Letter to the editor for Nov. 7, 2023

Published 12:00 pm Monday, November 6, 2023

Some of the claims in Mr. Fox’s letter of Oct. 26 grossly misrepresent the actual history, while the rest fail to distinguish between a country in which Christians live among others of different (or no) religious belief, and a country whose laws and founding documents are specifically Christian. A more complete history tells a different and repugnant story that Christians should be deeply ashamed of, not proud of.

The history of the relationship between Christianity and the US government is littered with atrocity, disease, death and destruction committed by Christian leaders and followers. Its roots can be traced back to official Christian Church pronouncements that date back to the period of Columbus’ voyages. These gave official Christian sanction to centuries of European and early American efforts to kill or convert the Native American population to Christianity by any means necessary.
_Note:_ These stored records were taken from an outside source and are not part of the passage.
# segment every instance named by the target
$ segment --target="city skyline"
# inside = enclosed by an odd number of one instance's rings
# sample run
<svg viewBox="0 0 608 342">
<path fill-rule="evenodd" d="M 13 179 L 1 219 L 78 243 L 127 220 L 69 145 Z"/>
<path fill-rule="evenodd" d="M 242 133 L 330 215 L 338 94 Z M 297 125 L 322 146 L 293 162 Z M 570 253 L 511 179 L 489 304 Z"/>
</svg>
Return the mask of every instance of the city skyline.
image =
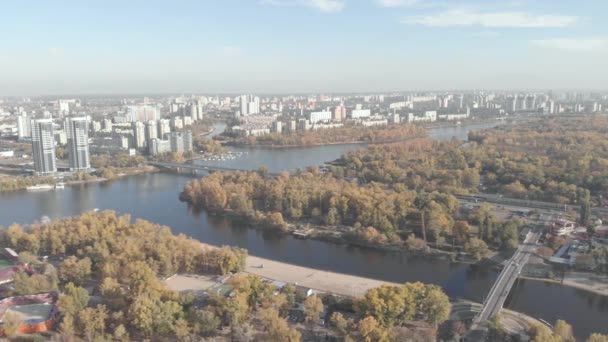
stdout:
<svg viewBox="0 0 608 342">
<path fill-rule="evenodd" d="M 0 94 L 602 90 L 608 4 L 585 5 L 7 3 Z"/>
</svg>

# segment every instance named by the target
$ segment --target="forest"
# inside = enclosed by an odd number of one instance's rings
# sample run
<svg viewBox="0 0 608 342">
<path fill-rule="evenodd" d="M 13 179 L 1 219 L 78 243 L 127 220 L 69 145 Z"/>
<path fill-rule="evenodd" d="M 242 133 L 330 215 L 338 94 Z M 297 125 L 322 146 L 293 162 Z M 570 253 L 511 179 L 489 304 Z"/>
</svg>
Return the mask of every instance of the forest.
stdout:
<svg viewBox="0 0 608 342">
<path fill-rule="evenodd" d="M 348 125 L 343 127 L 297 131 L 294 133 L 270 133 L 261 136 L 247 137 L 233 136 L 233 141 L 242 145 L 311 146 L 355 142 L 388 143 L 424 136 L 426 136 L 425 129 L 416 125 L 371 127 Z"/>
<path fill-rule="evenodd" d="M 392 341 L 423 334 L 430 340 L 451 307 L 441 288 L 422 283 L 383 286 L 344 302 L 332 295 L 302 297 L 293 285 L 277 293 L 271 283 L 244 273 L 228 279 L 230 296 L 210 294 L 200 302 L 167 289 L 161 279 L 174 273 L 238 272 L 247 252 L 203 249 L 167 227 L 110 211 L 45 225 L 14 224 L 0 238 L 3 246 L 19 252 L 20 262 L 37 269 L 32 275 L 17 273 L 11 293 L 5 295 L 60 291 L 61 341 L 200 341 L 218 336 L 241 342 L 300 341 L 313 334 L 328 311 L 329 327 L 341 338 Z M 40 262 L 39 255 L 58 264 Z M 303 306 L 304 326 L 287 321 L 296 301 Z M 344 310 L 354 315 L 345 317 Z M 413 322 L 418 322 L 414 329 Z M 420 324 L 425 328 L 419 329 Z"/>
<path fill-rule="evenodd" d="M 461 246 L 475 259 L 487 244 L 513 248 L 521 223 L 500 223 L 491 207 L 466 218 L 481 227 L 472 238 L 467 220 L 458 220 L 459 202 L 449 194 L 416 192 L 405 186 L 360 185 L 311 169 L 279 177 L 262 172 L 214 173 L 188 183 L 180 199 L 196 208 L 236 216 L 265 229 L 288 231 L 288 223 L 312 223 L 339 230 L 353 243 L 425 248 L 428 241 Z M 501 227 L 506 229 L 499 229 Z"/>
<path fill-rule="evenodd" d="M 469 143 L 415 139 L 343 156 L 334 173 L 450 194 L 504 193 L 596 204 L 608 190 L 608 118 L 545 119 L 469 133 Z"/>
<path fill-rule="evenodd" d="M 169 291 L 160 278 L 174 273 L 226 274 L 242 269 L 247 252 L 238 248 L 203 249 L 169 228 L 114 212 L 85 213 L 1 233 L 3 246 L 32 262 L 38 255 L 59 258 L 58 269 L 15 276 L 14 295 L 61 290 L 62 336 L 86 340 L 141 340 L 186 336 L 199 312 L 192 299 Z M 84 287 L 93 286 L 96 305 Z"/>
</svg>

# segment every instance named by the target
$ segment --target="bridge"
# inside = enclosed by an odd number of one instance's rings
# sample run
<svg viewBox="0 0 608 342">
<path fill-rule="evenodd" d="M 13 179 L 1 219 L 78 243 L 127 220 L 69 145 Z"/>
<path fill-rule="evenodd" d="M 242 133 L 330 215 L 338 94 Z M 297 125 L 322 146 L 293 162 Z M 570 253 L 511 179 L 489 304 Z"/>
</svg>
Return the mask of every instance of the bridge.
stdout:
<svg viewBox="0 0 608 342">
<path fill-rule="evenodd" d="M 211 165 L 196 165 L 196 164 L 187 164 L 187 163 L 168 163 L 168 162 L 147 162 L 148 165 L 165 168 L 165 169 L 174 169 L 174 170 L 192 170 L 192 171 L 205 171 L 205 172 L 237 172 L 237 171 L 255 171 L 255 170 L 245 170 L 245 169 L 237 169 L 223 166 L 211 166 Z M 277 177 L 278 173 L 268 173 L 269 176 Z"/>
<path fill-rule="evenodd" d="M 471 331 L 479 330 L 484 322 L 489 321 L 500 312 L 517 277 L 536 248 L 539 238 L 539 232 L 528 233 L 524 242 L 519 245 L 511 259 L 508 260 L 484 300 L 481 311 L 473 320 Z"/>
</svg>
White Christian nationalism also gave the US the Confederacy and the institution of slavery that it was based on, and whose leaders saw their project as the culmination of the Euro-Christian domination it promised. At the opening of the Alabama succession conference in 1861 a prominent Southern Baptist minister called on the Christian God to preserve the Confederacy “as long as the sun and moon” shone.

It is precisely this murderous intolerance of many white Christians to those who did not share their supremacist views that make the following legal and political actions all the more telling.

At the beginning of the Revolution, 10 of the 13 states had established Christian denominations; all were disestablished by 1833.

During the constitutional convention some delegates wanted Christianity officially recognized, an idea rejected by the majority. In the 1870s, an organization of Christian ministers attempted to insert into the preamble recognition of Almighty God, Holy Scripture, and Jesus the Messiah. The proposal failed, as have all others..

The principal framers of the Declaration, the Constitution and the Bill of Rights were deists and Unitarians; only some were Christians. Various references to deities were all generic deistic, not orthodox Christian, terms. The Declaration’s author, Thomas Jefferson, was not an orthodox Christian. To see this it is only necessary to compare his Life and Morals of Jesus of Nazareth with the Gospel text it was extracted from.

The claim about the 1892 Supreme Court decision grossly misrepresents the facts. Just one justice expressed his personal opinion that the United States was a Christian nation. His opinion was not an official ruling, was not binding and established no precedent. In contrast, there is the Treaty of Tripoli. Article 11 of the treaty, ratified by the Senate and signed by President John Adams in 1796, begins “As the Government of the United States of America is not, in any sense, founded on the Christian religion. …”

The Constitution is not only secular, but has the first and sixth amendments that explicitly prohibit any requirement for or endorsement of either a specific religion or religious belief in general, thus establishing the foundational principle of the separation of church and state.